Deezer launches tool to detect AI music in streaming playlists
Deezer released a free detector that scans playlists from 20 platforms, after finding 43% of new users already had AI tracks in their libraries.

Deezer moved the fight over synthetic music out of its own app and into the wider streaming world, releasing a free online detector that scans playlists from Spotify, Apple Music and 18 other platforms for AI-generated tracks. The tool, launched June 11, was built in 27 languages and is designed to give listeners a fast way to check whether their libraries contain machine-made songs.
The release underscores how quickly the trust problem has moved from a niche technical issue to a mainstream streaming concern. Deezer said 43% of people who join from other streaming platforms already have AI music in their playlists, a finding that helps explain why the company chose to make its detector public. A Deezer and Ipsos survey of 9,000 people in eight countries found broad support for disclosure: 80% said AI music should be clearly labeled, and 73% wanted it tagged on streaming platforms.

Deezer said the detector is powered by its in-house AI detection system, which it says identifies AI-generated content with more than 99% accuracy. The company said it has already detected and tagged more than 13.4 million AI tracks, and that it now receives about 75,000 AI-generated tracks a day, more than 44% of all daily uploads. Deezer said flagged songs are removed from algorithmic recommendations and kept out of editorial playlists, a move the company says is meant to protect the royalty pool from being distorted by synthetic content.
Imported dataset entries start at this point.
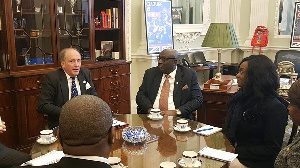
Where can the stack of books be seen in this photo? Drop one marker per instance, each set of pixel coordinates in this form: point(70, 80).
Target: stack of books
point(107, 19)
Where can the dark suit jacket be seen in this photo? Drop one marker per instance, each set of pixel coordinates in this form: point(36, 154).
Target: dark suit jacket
point(67, 162)
point(55, 93)
point(186, 100)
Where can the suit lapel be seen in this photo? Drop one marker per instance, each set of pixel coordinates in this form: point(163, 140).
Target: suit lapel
point(177, 84)
point(156, 83)
point(81, 78)
point(64, 85)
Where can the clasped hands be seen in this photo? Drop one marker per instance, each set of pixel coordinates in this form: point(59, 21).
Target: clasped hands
point(166, 112)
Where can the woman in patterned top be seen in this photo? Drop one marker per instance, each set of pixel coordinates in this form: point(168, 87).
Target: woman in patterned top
point(289, 156)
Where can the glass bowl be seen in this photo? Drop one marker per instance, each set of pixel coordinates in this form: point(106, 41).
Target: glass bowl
point(135, 134)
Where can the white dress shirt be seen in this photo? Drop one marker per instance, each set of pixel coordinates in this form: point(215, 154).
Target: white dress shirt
point(171, 105)
point(70, 85)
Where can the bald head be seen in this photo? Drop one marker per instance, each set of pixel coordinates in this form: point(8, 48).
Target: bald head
point(84, 120)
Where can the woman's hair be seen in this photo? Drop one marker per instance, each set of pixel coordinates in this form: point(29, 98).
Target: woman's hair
point(294, 93)
point(261, 76)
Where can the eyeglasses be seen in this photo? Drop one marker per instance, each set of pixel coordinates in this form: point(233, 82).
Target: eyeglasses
point(163, 58)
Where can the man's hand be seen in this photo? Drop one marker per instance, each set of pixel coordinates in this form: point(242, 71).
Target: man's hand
point(2, 127)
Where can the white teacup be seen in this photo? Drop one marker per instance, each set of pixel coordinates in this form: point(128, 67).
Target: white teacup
point(189, 158)
point(182, 124)
point(115, 162)
point(46, 135)
point(155, 113)
point(59, 9)
point(167, 164)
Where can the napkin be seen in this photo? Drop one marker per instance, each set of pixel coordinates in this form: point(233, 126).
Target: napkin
point(207, 130)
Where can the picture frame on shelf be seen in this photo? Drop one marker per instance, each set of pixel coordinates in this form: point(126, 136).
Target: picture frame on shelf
point(176, 15)
point(295, 35)
point(106, 48)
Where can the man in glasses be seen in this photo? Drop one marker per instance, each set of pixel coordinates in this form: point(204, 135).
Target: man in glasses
point(63, 84)
point(172, 88)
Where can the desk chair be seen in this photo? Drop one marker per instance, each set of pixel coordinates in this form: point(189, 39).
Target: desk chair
point(294, 57)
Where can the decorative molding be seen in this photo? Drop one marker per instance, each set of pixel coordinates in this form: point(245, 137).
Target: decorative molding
point(128, 29)
point(182, 28)
point(222, 11)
The launch extends a policy Deezer has been building for more than a year. On June 20, 2025, Deezer said it had introduced the first AI tagging system for music streaming, with fully AI-generated albums clearly labeled. By January 29, 2026, the company said up to 85% of AI-music streams it detected were fraudulent and demonetized, while daily uploads had reached about 60,000 tracks, or roughly 39% of intake at the time.
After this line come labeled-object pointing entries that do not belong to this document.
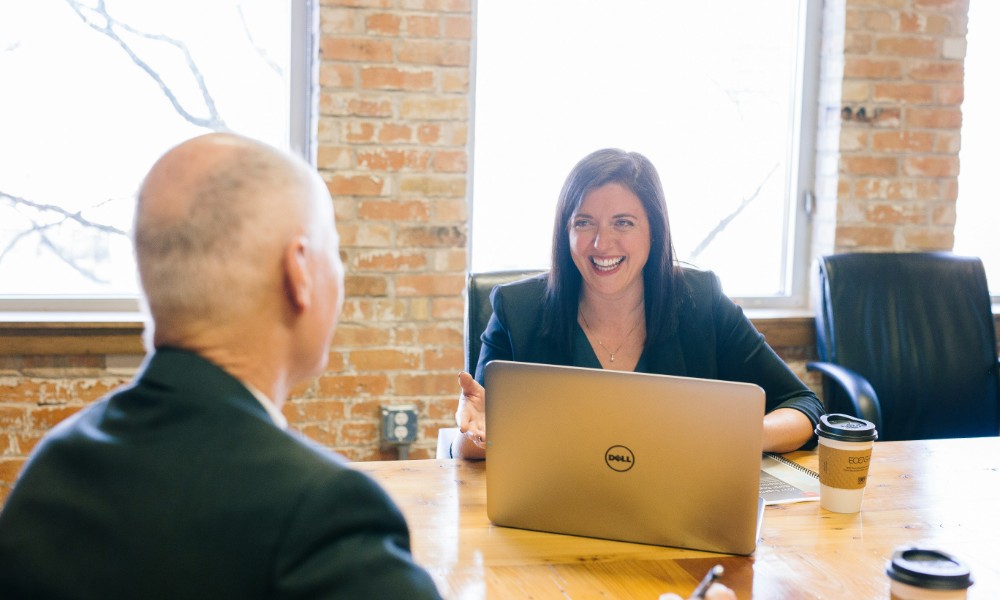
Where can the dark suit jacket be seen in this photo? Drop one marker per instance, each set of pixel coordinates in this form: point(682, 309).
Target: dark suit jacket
point(181, 486)
point(713, 340)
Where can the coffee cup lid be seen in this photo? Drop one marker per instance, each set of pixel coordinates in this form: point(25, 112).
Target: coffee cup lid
point(846, 428)
point(929, 569)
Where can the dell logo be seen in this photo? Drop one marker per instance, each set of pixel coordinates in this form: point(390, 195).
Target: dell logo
point(619, 458)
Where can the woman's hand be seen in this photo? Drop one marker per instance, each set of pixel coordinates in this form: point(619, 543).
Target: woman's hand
point(471, 414)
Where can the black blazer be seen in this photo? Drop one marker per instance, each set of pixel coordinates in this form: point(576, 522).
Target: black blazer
point(713, 340)
point(181, 486)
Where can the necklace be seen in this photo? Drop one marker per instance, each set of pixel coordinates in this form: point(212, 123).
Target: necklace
point(610, 353)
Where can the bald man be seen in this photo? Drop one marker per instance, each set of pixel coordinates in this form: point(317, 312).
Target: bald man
point(186, 484)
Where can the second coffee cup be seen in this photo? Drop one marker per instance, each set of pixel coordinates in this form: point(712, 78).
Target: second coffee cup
point(845, 449)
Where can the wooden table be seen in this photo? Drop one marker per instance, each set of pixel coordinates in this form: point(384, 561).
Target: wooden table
point(942, 493)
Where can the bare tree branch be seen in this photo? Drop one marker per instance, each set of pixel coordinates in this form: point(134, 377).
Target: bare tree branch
point(40, 229)
point(100, 20)
point(725, 221)
point(69, 260)
point(261, 51)
point(52, 208)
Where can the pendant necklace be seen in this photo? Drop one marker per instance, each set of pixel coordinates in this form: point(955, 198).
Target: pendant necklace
point(610, 353)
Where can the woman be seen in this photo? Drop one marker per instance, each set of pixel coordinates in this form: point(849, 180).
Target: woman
point(615, 298)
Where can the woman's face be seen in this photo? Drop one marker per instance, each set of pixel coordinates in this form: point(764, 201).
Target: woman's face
point(609, 240)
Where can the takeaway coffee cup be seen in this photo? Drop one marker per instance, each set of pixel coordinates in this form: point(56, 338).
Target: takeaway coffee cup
point(845, 449)
point(927, 574)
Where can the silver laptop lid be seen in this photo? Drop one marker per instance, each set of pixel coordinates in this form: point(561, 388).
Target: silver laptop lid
point(655, 459)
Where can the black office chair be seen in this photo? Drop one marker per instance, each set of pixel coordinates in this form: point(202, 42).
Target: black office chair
point(478, 309)
point(907, 341)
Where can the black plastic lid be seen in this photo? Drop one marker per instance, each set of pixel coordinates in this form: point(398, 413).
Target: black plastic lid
point(928, 569)
point(846, 428)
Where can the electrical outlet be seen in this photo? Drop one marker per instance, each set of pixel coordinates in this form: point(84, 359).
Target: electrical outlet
point(399, 424)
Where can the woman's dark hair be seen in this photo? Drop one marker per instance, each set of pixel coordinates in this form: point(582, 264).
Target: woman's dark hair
point(661, 276)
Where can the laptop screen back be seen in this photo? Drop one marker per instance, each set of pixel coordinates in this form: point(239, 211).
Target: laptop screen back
point(654, 459)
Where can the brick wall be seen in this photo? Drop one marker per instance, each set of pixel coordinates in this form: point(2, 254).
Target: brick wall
point(394, 148)
point(900, 124)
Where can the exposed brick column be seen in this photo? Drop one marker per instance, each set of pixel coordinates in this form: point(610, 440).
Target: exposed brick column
point(900, 124)
point(393, 147)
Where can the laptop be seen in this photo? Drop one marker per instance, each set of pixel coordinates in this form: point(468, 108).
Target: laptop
point(654, 459)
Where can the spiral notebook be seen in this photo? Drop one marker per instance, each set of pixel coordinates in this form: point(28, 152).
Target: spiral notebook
point(655, 459)
point(783, 481)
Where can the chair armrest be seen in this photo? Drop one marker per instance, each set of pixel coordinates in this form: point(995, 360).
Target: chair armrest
point(858, 390)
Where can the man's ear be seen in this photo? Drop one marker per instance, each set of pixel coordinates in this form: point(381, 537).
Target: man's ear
point(298, 281)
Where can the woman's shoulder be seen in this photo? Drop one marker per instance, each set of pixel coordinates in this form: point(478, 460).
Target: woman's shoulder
point(698, 281)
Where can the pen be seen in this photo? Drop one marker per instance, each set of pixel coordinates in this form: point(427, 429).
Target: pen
point(713, 574)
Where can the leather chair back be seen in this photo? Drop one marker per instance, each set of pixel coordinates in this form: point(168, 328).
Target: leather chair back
point(478, 309)
point(919, 328)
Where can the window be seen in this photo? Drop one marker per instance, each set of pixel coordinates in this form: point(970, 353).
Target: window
point(95, 91)
point(714, 93)
point(978, 207)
Deezer chief executive Alexis Lanternier said the company decided to make the detector public because no other major streaming platform had followed its lead in tagging AI music. That gap has turned labeling into the next battleground in streaming, as listeners demand clearer signals, artists push for fair compensation and platforms face mounting pressure to show how they distinguish human creativity from automated output.